Il y a toujours eu des exploiteurs d'hommes. Mais ils ont généralement soin de vernir les ap­parences. Il est assez rare de les voir coucher par écrit les dessous de leur âme avec le même cynis­me que le signataire de la lettre reproduite ci-des­sous.

Lorsque les colonies américaines se révoltèrent contre l'Angleterre et entreprirent, sous le com­mandement de Georges Washington, la lutte pour leur indépendance, le gouvernement anglais ache­ta, littéralement, des régiments de Hessiens (Alle­mands du duché de Hesse), pour aller faire la guerre en Amérique. Plus il y avait de tués parmi ces Hessiens, plus ça payait le vendeur, pour deux raisons : il était payé en raison du nombre de morts ; puis, plus les réserves d'hommes disponibles diminuaient, plus il pouvait les vendre cher.

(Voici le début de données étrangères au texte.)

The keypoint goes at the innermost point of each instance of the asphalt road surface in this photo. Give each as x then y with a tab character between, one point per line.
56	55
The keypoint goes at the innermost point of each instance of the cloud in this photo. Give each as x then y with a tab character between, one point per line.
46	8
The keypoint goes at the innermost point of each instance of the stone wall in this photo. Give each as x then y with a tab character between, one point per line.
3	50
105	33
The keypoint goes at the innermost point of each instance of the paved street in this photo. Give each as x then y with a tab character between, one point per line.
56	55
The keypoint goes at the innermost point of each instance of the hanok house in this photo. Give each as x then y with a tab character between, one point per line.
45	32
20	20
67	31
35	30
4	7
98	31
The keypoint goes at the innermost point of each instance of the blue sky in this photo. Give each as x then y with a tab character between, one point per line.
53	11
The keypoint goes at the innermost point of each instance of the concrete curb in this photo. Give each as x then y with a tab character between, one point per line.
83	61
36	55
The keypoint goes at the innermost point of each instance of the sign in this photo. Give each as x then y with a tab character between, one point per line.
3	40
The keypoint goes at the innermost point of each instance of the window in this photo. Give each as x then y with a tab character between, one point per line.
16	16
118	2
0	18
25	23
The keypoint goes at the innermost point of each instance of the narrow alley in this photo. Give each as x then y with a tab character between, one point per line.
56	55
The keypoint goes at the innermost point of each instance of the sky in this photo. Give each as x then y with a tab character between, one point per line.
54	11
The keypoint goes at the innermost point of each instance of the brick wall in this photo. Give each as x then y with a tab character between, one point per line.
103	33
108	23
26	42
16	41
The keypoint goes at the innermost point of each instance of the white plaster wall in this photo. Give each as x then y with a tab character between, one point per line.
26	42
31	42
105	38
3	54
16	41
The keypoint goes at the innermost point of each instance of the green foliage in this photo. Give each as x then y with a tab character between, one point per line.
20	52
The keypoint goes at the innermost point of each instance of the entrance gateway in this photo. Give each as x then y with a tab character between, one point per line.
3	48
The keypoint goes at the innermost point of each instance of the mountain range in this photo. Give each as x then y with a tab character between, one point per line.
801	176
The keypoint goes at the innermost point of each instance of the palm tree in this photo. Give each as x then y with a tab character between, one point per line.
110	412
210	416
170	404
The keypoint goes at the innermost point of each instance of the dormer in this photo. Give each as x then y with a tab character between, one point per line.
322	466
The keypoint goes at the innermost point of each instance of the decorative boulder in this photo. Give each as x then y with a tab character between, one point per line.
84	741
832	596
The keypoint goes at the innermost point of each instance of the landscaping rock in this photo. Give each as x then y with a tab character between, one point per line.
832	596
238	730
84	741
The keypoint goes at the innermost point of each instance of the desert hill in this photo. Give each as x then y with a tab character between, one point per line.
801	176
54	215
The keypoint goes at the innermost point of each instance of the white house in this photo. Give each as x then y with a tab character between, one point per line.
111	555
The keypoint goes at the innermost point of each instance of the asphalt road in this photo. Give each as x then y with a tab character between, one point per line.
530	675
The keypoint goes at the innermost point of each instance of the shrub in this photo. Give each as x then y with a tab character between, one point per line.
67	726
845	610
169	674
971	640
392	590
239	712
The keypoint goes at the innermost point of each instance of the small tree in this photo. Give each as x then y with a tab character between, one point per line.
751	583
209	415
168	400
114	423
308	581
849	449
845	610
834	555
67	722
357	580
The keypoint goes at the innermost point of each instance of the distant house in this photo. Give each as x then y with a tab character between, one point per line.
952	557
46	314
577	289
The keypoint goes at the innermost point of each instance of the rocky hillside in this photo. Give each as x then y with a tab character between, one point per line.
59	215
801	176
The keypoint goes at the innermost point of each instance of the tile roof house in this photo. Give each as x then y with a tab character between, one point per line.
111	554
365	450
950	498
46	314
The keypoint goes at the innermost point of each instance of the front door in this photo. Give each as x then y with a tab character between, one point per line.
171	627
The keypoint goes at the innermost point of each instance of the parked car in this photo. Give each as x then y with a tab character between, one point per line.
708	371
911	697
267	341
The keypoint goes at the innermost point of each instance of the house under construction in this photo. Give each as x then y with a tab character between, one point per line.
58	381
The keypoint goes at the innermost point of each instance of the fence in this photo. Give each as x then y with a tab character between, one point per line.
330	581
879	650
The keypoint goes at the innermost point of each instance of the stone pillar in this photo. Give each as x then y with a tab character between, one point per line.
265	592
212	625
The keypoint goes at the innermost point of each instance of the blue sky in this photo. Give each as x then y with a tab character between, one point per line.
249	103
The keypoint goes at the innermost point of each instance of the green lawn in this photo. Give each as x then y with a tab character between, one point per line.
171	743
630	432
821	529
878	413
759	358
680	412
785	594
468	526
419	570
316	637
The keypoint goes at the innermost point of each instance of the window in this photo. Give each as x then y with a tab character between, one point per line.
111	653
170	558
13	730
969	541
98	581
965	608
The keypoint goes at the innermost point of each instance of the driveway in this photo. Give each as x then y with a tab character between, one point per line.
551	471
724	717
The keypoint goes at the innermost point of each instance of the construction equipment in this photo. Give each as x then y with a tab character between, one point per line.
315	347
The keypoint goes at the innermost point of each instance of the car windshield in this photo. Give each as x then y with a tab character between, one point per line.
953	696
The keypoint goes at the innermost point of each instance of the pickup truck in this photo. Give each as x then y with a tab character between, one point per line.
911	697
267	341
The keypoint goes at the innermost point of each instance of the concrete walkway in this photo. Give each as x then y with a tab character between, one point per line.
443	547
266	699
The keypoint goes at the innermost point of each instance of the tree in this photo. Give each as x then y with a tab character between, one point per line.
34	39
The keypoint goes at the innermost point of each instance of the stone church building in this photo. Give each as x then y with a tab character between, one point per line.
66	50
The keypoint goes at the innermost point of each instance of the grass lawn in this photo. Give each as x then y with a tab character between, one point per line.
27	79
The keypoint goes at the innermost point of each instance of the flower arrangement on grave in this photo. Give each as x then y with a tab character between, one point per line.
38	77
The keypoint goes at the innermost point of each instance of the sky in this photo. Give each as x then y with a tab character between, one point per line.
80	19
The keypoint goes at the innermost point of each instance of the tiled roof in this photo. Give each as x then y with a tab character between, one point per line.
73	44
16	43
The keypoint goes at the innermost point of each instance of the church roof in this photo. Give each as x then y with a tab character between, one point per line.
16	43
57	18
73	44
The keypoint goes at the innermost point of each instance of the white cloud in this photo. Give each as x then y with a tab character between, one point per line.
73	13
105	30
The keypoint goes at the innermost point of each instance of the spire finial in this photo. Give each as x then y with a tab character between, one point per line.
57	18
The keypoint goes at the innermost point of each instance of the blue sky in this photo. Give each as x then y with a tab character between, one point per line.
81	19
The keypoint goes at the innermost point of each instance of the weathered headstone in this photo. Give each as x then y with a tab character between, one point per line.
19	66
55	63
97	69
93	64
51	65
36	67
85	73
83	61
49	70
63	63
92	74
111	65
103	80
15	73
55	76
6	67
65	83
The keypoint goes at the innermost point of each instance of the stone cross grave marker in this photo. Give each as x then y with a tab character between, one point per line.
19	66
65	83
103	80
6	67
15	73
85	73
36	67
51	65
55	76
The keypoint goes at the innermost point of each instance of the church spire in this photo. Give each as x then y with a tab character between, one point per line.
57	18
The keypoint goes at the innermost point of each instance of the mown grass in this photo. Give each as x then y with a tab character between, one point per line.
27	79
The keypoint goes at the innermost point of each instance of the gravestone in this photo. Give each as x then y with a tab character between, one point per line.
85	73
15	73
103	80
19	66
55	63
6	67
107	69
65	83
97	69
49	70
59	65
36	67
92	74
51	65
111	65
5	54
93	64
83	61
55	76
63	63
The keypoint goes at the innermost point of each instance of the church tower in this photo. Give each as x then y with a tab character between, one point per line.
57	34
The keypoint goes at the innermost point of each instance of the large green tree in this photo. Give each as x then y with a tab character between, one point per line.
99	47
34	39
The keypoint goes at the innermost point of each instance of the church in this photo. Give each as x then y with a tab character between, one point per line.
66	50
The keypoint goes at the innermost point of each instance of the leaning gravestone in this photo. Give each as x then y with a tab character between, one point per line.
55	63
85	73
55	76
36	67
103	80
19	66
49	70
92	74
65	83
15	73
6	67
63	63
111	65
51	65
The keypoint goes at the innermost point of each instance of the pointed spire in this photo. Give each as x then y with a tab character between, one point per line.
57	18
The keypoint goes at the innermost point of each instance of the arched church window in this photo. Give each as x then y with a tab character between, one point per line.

La lettre suivante, écrite par le comte de Schaumbergh au baron Hohendorf, commandant des troupes hessiennes en Amérique, jette une lu­mière crue sur ce trafic de "chair à canon" :

Rome,                                                                        18 février 1777

Monsieur le Baron,

À mon retour de Naples, j'ai reçu à Rome votre lettre du 27 décembre de l'an dernier. J'ai appris avec un plaisir indicible le courage montré par nos troupes à Trenton. Vous ne sauriez vous imaginer ma joie d'apprendre que, sur 1,950 Hessiens engagés dans la bataille, 345 seulement ont réchappé.

Ainsi, il y a eu exactement 1,605 tués. Je ne puis trop louer votre prudence en envoyant la liste exacte des tués à mon ministre à Londres. Cette précau­tion était d'autant plus nécessaire que le rapport en­voyé au ministre anglais ne donnait que 1,455 tués. Cela ne m'aurait valu que 483,450 florins, au lieu de 643,500 que j'ai le droit d'exiger d'après les ter­mes de notre contrat.

Vous comprenez quel préjudice une telle erreur eût causé dans mes finances, et je ne doute pas que vous ferez tous les efforts nécessaires, pour prouver que la liste de Lord North est fausse et que la vôtre est correcte.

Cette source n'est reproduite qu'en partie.